At some point, you have to convert the date from the view format to the database format. As you mentioned, there are a number of places to do this, basically choosing between the back-end or the front-end.
I do the conversion at the client side (front-end) using javascript (you can use http://momentjs.com to help with this). The reason is that you may need different formats depending on the locale the client is using (set in the browser or in his profile preferences for example). Doing the format conversion in the front-end allows you to convert to these different date formats easily.
Another advantage is that you can then use the protected $dates property in your model to have Laravel handle (get and set) these dates automatically as a Carbon object, without the need for you to do this (see https://github.com/laravel/framework/blob/master/src/Illuminate/Database/Eloquent/Model.php#L126).
As for validation, you need can then use Laravel's built-in validation rules for dates, like this:
'date' => 'required|date|date_format:Y-n-j'
While client-side is good for UX, it doesn't let you be sure, all will be good.
At some point you will need server-side validation/convertion anyway.

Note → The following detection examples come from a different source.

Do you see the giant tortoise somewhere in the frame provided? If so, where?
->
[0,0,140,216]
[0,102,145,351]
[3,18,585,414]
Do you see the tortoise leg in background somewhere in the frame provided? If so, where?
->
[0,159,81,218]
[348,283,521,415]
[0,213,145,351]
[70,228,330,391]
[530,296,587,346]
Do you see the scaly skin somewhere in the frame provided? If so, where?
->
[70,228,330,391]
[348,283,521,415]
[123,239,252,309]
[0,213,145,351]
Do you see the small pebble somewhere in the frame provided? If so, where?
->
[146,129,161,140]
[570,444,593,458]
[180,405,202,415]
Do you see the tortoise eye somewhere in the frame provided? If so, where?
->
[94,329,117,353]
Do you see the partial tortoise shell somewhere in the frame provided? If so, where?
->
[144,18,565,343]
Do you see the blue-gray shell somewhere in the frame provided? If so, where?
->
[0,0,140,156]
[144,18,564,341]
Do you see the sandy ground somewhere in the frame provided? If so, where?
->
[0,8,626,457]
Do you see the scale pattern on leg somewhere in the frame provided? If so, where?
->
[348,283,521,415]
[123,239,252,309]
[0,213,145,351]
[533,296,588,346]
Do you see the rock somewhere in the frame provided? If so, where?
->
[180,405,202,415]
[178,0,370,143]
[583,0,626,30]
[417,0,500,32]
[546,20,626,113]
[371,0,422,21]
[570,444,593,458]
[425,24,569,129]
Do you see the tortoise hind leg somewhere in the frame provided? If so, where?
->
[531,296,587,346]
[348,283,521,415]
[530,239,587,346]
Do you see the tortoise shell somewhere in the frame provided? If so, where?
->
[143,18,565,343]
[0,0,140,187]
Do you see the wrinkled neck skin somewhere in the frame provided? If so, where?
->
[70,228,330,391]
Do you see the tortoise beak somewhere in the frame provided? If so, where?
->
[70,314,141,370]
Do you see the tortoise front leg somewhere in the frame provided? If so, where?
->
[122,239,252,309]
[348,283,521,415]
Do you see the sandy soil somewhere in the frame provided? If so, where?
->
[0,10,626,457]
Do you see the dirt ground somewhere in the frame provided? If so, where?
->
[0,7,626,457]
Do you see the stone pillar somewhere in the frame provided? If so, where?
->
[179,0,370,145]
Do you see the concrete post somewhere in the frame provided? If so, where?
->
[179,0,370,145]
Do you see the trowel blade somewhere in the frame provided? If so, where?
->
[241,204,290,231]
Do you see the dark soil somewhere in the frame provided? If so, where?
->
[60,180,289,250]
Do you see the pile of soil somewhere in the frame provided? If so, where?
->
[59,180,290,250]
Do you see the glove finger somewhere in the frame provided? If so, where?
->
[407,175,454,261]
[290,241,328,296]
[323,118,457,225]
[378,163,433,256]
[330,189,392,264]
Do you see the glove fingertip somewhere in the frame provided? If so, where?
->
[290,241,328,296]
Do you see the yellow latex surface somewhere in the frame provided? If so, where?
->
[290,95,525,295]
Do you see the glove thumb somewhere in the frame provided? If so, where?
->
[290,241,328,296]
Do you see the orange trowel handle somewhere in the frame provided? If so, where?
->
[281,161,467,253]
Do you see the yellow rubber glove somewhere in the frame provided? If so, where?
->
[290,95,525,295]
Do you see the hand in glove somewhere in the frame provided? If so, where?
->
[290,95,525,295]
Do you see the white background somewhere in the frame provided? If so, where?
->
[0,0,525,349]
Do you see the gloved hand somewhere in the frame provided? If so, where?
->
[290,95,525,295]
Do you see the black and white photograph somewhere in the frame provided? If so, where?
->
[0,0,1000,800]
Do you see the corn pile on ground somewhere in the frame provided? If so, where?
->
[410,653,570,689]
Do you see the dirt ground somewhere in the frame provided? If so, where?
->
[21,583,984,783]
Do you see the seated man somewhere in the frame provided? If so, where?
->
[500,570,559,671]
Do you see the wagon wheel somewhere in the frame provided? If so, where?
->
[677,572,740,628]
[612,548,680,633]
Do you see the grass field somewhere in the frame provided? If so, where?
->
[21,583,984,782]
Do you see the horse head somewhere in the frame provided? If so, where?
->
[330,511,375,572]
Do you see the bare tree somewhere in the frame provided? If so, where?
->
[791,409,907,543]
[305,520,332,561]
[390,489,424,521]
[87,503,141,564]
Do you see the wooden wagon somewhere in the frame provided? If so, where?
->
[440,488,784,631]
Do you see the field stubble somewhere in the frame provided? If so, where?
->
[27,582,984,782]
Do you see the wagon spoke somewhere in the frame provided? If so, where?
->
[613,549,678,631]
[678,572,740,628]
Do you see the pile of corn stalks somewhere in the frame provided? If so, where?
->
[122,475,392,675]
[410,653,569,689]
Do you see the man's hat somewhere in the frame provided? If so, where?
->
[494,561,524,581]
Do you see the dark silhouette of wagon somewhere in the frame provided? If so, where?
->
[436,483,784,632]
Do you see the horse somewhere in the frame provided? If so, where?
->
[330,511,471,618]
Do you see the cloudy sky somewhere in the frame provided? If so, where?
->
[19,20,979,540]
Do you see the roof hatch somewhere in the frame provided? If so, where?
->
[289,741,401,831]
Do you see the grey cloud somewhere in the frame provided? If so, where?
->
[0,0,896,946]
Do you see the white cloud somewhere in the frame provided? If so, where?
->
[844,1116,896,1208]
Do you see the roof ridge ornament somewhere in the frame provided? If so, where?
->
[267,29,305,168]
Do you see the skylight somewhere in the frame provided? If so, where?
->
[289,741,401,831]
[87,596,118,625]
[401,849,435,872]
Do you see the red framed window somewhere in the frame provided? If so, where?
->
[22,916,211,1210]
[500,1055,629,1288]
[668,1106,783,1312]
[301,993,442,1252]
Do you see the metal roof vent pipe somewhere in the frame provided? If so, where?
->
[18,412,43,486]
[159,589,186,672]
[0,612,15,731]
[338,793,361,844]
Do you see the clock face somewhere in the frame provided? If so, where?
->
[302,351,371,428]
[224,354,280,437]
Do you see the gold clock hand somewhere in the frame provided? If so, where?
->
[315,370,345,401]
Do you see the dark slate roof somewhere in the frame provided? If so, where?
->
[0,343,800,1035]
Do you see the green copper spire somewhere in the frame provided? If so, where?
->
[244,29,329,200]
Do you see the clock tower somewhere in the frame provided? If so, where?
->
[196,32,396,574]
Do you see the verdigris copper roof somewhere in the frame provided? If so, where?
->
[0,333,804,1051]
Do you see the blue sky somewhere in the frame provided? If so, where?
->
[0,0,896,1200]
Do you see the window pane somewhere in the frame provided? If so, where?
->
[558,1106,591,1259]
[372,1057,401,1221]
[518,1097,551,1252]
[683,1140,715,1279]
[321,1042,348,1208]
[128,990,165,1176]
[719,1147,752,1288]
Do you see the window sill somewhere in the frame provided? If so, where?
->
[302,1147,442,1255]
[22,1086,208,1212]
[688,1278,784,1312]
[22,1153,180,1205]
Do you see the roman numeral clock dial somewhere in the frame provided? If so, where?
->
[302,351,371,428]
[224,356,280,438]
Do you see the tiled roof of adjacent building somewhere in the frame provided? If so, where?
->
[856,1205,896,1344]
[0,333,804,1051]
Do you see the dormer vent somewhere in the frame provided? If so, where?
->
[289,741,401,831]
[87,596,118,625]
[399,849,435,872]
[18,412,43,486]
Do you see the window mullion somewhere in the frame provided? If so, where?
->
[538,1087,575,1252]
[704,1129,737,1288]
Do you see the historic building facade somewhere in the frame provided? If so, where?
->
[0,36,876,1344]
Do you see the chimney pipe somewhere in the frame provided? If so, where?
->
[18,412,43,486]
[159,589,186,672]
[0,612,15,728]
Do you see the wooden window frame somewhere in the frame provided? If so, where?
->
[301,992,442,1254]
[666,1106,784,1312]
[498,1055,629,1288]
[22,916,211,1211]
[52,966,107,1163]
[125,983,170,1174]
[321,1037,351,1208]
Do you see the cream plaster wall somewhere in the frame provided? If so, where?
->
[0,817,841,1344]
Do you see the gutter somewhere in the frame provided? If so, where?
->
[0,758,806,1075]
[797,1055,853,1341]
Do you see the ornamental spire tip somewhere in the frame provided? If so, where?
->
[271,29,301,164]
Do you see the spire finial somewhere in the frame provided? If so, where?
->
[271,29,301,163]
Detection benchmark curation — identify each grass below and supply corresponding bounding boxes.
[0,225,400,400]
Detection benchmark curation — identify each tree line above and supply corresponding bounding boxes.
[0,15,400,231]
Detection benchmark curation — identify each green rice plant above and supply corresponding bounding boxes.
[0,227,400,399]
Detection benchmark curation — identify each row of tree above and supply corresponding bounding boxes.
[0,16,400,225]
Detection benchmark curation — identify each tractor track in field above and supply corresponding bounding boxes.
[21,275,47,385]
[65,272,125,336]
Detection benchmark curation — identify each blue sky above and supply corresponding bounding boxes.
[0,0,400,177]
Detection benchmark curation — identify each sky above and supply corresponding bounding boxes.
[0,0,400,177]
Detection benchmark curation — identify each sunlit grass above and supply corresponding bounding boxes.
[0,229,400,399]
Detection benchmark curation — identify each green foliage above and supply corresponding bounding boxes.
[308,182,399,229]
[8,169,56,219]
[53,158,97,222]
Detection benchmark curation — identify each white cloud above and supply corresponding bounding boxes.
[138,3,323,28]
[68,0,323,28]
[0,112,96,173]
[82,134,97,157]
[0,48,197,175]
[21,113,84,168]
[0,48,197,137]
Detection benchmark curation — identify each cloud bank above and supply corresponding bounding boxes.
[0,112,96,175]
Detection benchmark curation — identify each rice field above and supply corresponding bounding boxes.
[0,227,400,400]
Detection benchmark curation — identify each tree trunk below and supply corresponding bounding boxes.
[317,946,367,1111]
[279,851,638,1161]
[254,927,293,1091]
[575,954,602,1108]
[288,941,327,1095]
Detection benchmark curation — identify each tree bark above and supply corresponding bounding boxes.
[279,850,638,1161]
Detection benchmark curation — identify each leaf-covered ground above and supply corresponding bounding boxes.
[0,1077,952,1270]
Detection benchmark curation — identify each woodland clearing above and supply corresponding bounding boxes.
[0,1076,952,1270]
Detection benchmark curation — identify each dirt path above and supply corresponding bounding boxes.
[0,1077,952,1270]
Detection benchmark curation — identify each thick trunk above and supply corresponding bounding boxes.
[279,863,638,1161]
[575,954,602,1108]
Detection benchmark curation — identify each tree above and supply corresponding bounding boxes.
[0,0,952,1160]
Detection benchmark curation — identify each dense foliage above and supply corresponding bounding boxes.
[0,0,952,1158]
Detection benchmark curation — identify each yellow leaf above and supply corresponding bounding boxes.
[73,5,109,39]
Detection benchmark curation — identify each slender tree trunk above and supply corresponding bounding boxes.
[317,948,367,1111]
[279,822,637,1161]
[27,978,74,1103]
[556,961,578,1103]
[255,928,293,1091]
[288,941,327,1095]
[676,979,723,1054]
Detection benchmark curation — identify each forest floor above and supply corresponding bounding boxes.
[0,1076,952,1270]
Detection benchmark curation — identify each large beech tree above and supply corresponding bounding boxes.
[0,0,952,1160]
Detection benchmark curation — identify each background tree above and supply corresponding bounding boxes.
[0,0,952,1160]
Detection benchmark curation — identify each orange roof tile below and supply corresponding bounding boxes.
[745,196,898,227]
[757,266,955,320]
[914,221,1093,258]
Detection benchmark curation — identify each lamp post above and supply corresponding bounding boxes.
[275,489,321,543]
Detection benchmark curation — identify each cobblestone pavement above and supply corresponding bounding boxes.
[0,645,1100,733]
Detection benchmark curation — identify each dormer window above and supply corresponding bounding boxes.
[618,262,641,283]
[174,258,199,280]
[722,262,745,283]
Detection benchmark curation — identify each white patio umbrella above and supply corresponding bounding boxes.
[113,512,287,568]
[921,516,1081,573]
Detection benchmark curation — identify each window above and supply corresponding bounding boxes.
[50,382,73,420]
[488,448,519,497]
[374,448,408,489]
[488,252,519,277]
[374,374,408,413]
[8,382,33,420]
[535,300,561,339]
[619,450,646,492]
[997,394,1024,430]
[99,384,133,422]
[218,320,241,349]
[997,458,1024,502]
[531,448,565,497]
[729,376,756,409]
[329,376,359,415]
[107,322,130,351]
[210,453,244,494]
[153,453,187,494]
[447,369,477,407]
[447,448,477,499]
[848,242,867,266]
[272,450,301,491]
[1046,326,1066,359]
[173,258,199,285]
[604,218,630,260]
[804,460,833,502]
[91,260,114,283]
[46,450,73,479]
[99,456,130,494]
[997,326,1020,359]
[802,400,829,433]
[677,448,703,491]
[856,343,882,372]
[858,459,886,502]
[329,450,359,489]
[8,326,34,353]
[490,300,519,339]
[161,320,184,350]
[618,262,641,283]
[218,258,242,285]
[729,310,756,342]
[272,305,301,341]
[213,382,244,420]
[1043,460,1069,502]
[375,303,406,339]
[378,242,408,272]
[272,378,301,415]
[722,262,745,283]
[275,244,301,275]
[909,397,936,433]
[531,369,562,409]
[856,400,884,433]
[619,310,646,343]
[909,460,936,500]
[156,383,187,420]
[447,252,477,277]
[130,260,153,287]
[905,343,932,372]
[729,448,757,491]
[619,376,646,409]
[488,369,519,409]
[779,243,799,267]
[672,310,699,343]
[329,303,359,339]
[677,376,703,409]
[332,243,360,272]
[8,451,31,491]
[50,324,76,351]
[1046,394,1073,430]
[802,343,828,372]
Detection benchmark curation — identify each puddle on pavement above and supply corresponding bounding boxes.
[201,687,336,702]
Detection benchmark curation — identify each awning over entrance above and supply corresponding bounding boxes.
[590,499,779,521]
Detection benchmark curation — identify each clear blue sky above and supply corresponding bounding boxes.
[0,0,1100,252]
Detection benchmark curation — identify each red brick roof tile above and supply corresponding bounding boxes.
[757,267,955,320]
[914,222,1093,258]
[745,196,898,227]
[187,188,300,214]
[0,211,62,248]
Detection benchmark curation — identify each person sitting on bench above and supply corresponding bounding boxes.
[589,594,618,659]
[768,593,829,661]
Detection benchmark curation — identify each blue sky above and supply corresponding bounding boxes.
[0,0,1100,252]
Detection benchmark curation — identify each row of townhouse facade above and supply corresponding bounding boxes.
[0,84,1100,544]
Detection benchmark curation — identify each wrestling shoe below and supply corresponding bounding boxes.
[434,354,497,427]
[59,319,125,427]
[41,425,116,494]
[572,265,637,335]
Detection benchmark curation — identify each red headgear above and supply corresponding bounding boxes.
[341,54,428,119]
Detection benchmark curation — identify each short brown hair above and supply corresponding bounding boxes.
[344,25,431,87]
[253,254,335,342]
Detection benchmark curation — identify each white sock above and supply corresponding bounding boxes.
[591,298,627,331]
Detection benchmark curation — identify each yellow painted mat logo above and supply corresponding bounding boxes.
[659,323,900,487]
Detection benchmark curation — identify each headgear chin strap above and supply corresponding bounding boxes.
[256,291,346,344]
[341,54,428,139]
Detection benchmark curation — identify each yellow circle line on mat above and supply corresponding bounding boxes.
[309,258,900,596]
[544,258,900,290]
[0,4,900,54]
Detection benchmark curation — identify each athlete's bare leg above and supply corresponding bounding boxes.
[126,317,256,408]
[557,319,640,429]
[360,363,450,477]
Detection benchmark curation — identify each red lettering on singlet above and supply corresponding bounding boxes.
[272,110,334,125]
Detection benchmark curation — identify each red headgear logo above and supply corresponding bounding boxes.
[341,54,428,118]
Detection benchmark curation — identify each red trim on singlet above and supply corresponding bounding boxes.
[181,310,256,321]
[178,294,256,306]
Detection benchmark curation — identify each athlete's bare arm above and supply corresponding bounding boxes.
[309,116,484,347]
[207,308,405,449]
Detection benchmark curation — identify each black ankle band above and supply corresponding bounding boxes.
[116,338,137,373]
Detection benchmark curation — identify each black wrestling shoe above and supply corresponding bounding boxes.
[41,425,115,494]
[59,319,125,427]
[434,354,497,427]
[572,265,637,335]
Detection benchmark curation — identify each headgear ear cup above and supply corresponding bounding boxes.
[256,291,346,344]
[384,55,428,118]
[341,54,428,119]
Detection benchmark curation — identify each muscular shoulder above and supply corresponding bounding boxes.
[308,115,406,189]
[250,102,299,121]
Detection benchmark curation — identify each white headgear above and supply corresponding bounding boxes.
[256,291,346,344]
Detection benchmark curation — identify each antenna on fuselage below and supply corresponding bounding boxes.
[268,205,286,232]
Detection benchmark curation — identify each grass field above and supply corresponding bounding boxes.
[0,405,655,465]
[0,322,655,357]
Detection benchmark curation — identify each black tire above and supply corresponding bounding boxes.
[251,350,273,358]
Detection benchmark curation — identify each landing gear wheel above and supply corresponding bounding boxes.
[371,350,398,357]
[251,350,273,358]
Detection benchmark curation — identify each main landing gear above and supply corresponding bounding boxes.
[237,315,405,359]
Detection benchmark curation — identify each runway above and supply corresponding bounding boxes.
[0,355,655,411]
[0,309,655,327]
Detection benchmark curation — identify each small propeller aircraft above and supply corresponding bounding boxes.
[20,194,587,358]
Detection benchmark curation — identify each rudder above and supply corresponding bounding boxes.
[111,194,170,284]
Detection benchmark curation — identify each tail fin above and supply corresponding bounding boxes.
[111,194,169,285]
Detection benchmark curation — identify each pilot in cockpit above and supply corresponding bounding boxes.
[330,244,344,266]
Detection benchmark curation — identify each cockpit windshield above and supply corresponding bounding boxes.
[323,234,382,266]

But here's the thing, it's as easy as this:
// after making sure it's valid date in your format
// $dateInput = '21-02-2014'
$dateLocale = DateTime::createFromFormat('d-m-Y', $dateInput);
// or providing users timezone
$dateLocale =
DateTime::createFromFormat('d-m-Y', $dateInput, new DateTime('Europe/London'));
$dateToSave = $dateLocale
// ->setTimeZone(new TimeZone('UTC')) if necessary
->format('Y-m-d');
et voila!
Obviously, you can use brilliant Carbon to make it even easier:
$dateToSave = Carbon::createFromFormat('d-m-Y', $dateInput, 'Europe/London')
->tz('UTC')
->toDateString(); // '2014-02-21'
Validation
You say that Carbon throws exception if provided with wrong input. Of course, but here's what you need to validate the date:
'regex:/\d{1,2}-\d{1,2}-\d{4}/|date_format:d-m-Y'
// accepts 1-2-2014, 01-02-2014
// doesn't accept 01-02-14
This regex part is necessary, if you wish to make sure year part is 4digit, since PHP would consider date 01-02-14 valid, despite using Y format character (making year = 0014).
The best way I found is overriding the fromDateTime from Eloquent.
class ExtendedEloquent extends Eloquent {
public function fromDateTime($value)
{
// If the value is in simple day, month, year format, we will format it using that setup.
// To keep using Eloquent's original fromDateTime method, we'll convert the date to timestamp,
// because Eloquent already handle timestamp.
if (preg_match('/^(\d{2})\/(\d{2})\/(\d{4})$/', $value)) {
$value = Carbon\Carbon::createFromFormat('d/m/Y', $value)
->startOfDay()
->getTimestamp();
}
return parent::fromDateTime($value);
}
}
I'm new in PHP, so I don't know if it's the best approach.
Hope it helps.
Edit:
Of course, remember to set all your dates properties in dates inside your model. eg:
protected $dates = array('IssueDate', 'SomeDate');